On 1/12/06, David G. Friedman <[EMAIL PROTECTED]> wrote:
>
> Since no one else has answered, I'll give this a try:
>
> JSF is the base for everything you asked about.  Only AFTER you are
> comfortable with JSF implementation (the Sun JSF RI
> or the MyFaces runtime) would I recommend you try Facelets, Shale or both.
>
> Facelets and Shale bring extra functionality on top of a JSF
> implementation that each project's authors felt were
> missing from JSF v1.1.  Facelets brings a view definition tool, templating
> and tile-like functionality to JSF.  Shale
> brings many pieces to JSF such as Dialogs/Workflows, Tokens, Variable
> resolvers, extra functions to the view controller
> a test framework, etc.  One optional component of Shale is called Clay
> which is functionally very similar to Facelets.
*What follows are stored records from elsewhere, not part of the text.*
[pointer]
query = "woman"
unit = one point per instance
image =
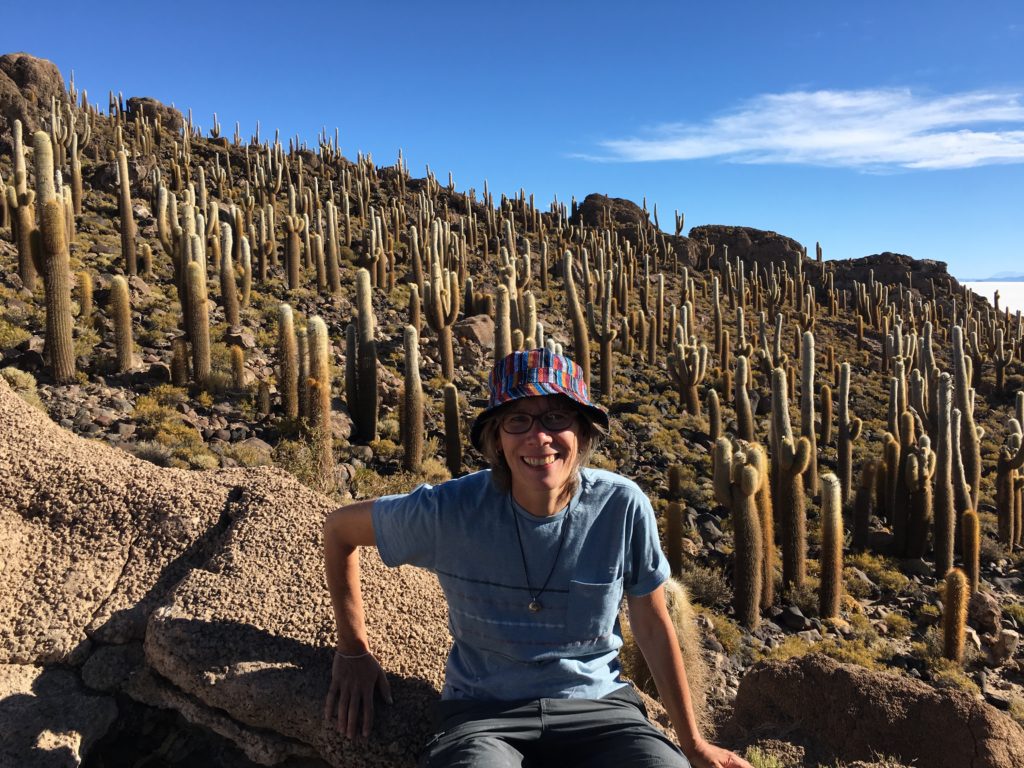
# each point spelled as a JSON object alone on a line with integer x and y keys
{"x": 534, "y": 556}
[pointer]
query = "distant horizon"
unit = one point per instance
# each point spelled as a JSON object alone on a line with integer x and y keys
{"x": 868, "y": 128}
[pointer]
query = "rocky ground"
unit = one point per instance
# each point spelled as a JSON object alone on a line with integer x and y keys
{"x": 166, "y": 574}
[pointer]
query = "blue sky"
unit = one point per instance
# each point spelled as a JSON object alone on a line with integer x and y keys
{"x": 867, "y": 126}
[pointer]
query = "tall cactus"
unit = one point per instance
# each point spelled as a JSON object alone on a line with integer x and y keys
{"x": 849, "y": 431}
{"x": 413, "y": 404}
{"x": 121, "y": 311}
{"x": 736, "y": 480}
{"x": 945, "y": 511}
{"x": 830, "y": 588}
{"x": 453, "y": 431}
{"x": 127, "y": 215}
{"x": 55, "y": 263}
{"x": 964, "y": 401}
{"x": 199, "y": 323}
{"x": 741, "y": 400}
{"x": 688, "y": 366}
{"x": 807, "y": 427}
{"x": 288, "y": 363}
{"x": 954, "y": 605}
{"x": 320, "y": 400}
{"x": 440, "y": 304}
{"x": 792, "y": 457}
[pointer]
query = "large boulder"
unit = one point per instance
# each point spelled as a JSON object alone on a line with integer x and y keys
{"x": 27, "y": 85}
{"x": 151, "y": 109}
{"x": 751, "y": 246}
{"x": 856, "y": 714}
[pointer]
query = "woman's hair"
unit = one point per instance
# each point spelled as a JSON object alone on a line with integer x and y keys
{"x": 588, "y": 436}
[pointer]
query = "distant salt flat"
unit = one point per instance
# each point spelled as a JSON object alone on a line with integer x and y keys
{"x": 1011, "y": 294}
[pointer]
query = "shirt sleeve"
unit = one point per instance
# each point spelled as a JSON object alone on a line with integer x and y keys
{"x": 648, "y": 567}
{"x": 406, "y": 526}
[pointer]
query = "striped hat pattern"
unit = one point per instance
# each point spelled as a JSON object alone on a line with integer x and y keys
{"x": 536, "y": 373}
> However, I have heard of people using Shale with Facelets instead of Clay
> and who have almost everything working
> normally.
>
> For more information, check out:
>
> Sun JSF RI: http://java.sun.com/j2ee/javaserverfaces/
> MyFaces JSF RI: http://myfaces.apache.org
> Shale: http://struts.apache.org/shale
> Facelets: https://facelets.dev.java.net/
>
> *** Tutorials and other learning resources:
> http://www.jsftutorials.net/
> http://www.jsfcentral.com/
>
> Regards,
> David


"What David said" -- he's got it right.